France to Ban PFAS in Cosmetics and Clothing by 2026, Paving Way for Europe-Wide Restrictions by 2030
December 30, 2025
While some PFAS have been restricted under the Stockholm Convention, many remain unregulated globally, contributing to ongoing health and environmental concerns.
Non-stick pans were removed from the final draft following lobbying from industry players such as Tefal.
For products containing at least 20% recycled material from post-consumer waste, PFAS exposure is limited to the recycled fraction rather than the whole product.
The law, approved earlier, includes exceptions for certain essential industrial textiles and barred nonessential items like nonstick saucepans after industry lobbying.
France will enforce a ban on production and sale of cosmetics and most clothing containing PFAS, with the ban taking effect on January 1, 2026, as part of a broader Europe-wide move toward PFAS-free textiles by 2030.
The initiative expands over time to cover all textiles across Europe, including furniture and automotive products, with a 2030 deadline for full PFAS restrictions.
The initial ban targets clothing, footwear, cosmetics, and ski waxes, and later measures extend PFAS restrictions to all textiles, while exemptions apply where substitutes are unavailable.
Despite actions like PFOA and PFOS restrictions under the Stockholm Convention, major producers such as the United States and China have not uniformly adopted broader PFAS restrictions.

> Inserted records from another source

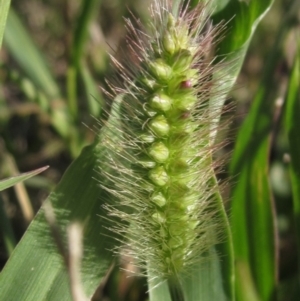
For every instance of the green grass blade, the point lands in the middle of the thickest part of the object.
(35, 268)
(9, 239)
(252, 211)
(88, 11)
(292, 127)
(93, 96)
(23, 50)
(20, 178)
(4, 8)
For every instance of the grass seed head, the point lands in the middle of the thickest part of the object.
(161, 168)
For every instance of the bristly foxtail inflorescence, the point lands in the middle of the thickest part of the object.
(161, 167)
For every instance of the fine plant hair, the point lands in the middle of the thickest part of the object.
(160, 166)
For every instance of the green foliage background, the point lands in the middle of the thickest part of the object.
(54, 58)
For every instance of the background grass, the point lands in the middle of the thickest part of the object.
(55, 57)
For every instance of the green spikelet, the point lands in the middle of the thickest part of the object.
(162, 167)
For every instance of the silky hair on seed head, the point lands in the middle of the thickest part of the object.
(159, 151)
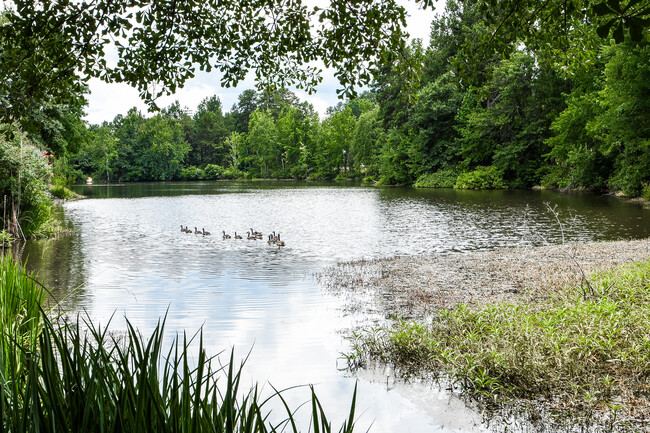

PFAS are synthetic chemicals used since the 1940s to render products nonstick and water- or stain-resistant; they persist in the environment and pose health risks including liver damage, high cholesterol, immune effects, low birthweights, and cancer.
The overarching measure aims to curb PFAS exposure due to their persistence and health hazards across humans and ecosystems.
The decree sets residual PFAS concentration thresholds that trigger the ban and lists exemptions for military, civil defense textiles, certain industrial uses, and some medical textiles when substitutes are unavailable.
The ban targets products with viable alternatives and excludes some essential industrial textiles from restriction.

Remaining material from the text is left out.